Spectacular Blackness
The Spectacular Blackness student-curated digital exhibition looks at representations of people of African descent in film, advertisements, cartoons, children’s books, and new media to explore how stereotypes about African Americans have circulated in visual media. This exhibition was created as part of the Department of Women, Gender, and Sexuality Studies Professor Rebecca Wanzo’s course, “Topics in Women, Gender, and Sexuality Studies: Spectacular Blackness, Race, Gender, & Visual Culture” (African and African-American Studies).
Discourse about African American identity has been indelibly shaped by the connection of language and visual representations that portray blackness as a deviant other to the West and Western citizenship. From racist caricatures in travel narratives and pro-slavery tracts to contemporary representations of “welfare queens” and “thugs,” visual representations serve as allegedly transparent and objective examples of the perpetual and inevitable failure of black men and women to be human.

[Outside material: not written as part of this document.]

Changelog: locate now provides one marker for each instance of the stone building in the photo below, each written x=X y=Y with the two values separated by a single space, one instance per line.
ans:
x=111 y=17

Combating these representations requires untangling the web of raced and gendered representations shaping what Patricia Hill Collins has called “controlling images” of African Americans-images such as Mammy, the pickaninny, Sapphire, Jezebel, the Welfare Queen, Coon, Sambo, Thug, and Man on the Down Low. At the same time, even discourses of respectability and “good” blackness can contribute to hegemony.